1. Factory orders data
On Monday, the Commerce Department publishes factory orders data for the month of April shortly after the opening bell, and Sanchez is watching to see if the economic indicator’s figures will show growth.
“Manufacturing and construction have been showing some signs of slowing. April manufacturing slipped, lowering their overall year-end growth numbers,” she said Friday on CNBC’s “Trading Nation,” adding that a continuation of this trend could spell trouble for copper, which has a variety of uses in manufacturing.
Factory orders in March, the last month recorded, increased for the fourth straight month and showed growth of 5.2 percent year over year.
2. Jobless claims
The Department of Labor publishes its weekly jobless claims on Thursday. Sanchez is watching closely to see how the data pans out, after Friday’s employment report showed unemployment fell but fewer jobs were created last month than economists had expected.

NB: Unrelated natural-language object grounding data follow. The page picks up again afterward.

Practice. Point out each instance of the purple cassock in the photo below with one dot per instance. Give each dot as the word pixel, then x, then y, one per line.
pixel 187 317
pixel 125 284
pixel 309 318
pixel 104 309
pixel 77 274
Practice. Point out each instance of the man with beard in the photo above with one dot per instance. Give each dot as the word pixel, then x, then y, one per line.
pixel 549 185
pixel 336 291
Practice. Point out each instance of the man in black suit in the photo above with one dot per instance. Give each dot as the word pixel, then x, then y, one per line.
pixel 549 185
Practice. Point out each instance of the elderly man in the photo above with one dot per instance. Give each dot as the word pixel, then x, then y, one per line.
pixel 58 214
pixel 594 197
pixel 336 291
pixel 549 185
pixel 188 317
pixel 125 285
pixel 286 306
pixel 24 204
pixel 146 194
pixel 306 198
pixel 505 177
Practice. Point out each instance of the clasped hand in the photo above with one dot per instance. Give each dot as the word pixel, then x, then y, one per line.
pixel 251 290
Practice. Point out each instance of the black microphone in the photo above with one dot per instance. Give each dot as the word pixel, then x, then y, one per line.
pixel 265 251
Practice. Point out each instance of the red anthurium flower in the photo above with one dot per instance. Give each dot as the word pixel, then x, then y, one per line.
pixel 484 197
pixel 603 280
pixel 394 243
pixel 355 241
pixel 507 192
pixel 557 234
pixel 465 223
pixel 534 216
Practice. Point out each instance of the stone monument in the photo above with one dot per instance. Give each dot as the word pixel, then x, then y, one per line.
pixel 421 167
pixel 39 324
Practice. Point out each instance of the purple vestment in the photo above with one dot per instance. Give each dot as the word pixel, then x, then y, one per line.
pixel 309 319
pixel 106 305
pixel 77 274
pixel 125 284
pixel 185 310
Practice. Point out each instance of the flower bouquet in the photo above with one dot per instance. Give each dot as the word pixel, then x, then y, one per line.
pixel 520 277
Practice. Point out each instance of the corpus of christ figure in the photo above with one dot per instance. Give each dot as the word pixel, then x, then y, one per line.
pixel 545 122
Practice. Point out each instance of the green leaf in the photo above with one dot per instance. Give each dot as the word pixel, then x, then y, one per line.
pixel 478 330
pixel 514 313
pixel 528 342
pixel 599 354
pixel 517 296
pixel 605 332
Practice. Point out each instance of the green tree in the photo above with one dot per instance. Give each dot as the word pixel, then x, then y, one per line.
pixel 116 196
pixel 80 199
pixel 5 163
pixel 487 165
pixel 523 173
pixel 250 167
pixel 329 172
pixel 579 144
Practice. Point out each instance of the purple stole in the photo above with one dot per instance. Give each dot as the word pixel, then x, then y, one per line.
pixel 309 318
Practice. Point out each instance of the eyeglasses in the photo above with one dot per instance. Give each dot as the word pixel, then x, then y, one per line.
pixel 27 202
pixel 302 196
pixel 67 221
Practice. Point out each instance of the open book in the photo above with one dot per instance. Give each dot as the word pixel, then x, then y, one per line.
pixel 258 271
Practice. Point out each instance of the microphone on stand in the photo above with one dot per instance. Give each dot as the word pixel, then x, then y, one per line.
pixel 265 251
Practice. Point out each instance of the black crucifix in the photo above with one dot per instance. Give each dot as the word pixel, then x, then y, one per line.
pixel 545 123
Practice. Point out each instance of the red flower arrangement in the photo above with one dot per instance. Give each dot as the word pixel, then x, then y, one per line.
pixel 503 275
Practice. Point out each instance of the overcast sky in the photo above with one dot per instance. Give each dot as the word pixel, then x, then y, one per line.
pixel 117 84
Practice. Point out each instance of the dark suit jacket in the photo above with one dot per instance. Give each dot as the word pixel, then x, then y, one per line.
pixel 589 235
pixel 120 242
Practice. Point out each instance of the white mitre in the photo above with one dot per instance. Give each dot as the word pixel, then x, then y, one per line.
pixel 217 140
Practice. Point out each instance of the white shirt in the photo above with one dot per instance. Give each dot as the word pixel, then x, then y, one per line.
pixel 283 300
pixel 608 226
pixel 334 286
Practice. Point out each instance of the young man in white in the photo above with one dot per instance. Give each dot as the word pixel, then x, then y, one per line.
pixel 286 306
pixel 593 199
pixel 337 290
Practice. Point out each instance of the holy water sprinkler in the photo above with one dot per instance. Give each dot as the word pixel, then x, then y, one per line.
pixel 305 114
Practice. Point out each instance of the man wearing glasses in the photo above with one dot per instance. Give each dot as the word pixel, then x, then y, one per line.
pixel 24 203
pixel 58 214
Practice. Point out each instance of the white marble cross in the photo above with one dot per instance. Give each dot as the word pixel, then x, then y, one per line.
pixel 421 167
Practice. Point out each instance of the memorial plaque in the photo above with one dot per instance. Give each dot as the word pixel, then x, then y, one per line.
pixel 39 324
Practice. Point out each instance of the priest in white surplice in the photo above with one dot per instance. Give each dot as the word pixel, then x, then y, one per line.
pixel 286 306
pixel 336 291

“We’ve lately seen a trend of slightly higher jobless claims,” Sanchez said Friday. “However, labor markets remain tight and Americans are spending more, factories have increased outputs and home sales are strong. This is consistent with the beginning of a recovery.”
This week’s jobless claims came in higher than expected.
Another measure of labor market health is anticipated next week: The Bureau of Labor Statistics is set to publish its monthly Job Openings and Labor Turnover Survey on Tuesday, which broadly measures job openings in the U.S.
3. Mortgage applications
The Mortgage Bankers Association publishes its weekly Mortgage Applications Survey on Wednesday, and Sanchez is watching to see whether applications pick up.
“Mortgage rates have been higher than they were a year ago. However, they have been falling recently along with the long end of the retail curve,” she said Friday.
Indeed, mortgage application volume is still nearly 14 percent below levels seen one year ago, although they did rise last month by 2 percent.
“30-year fixed mortgages dropped below 4 percent, and this should be good for mortgage applications,” she said, adding that such positive activity would bode well for homebuilders like the ITB, the popular exchange-traded fund tracking homebuilder stocks.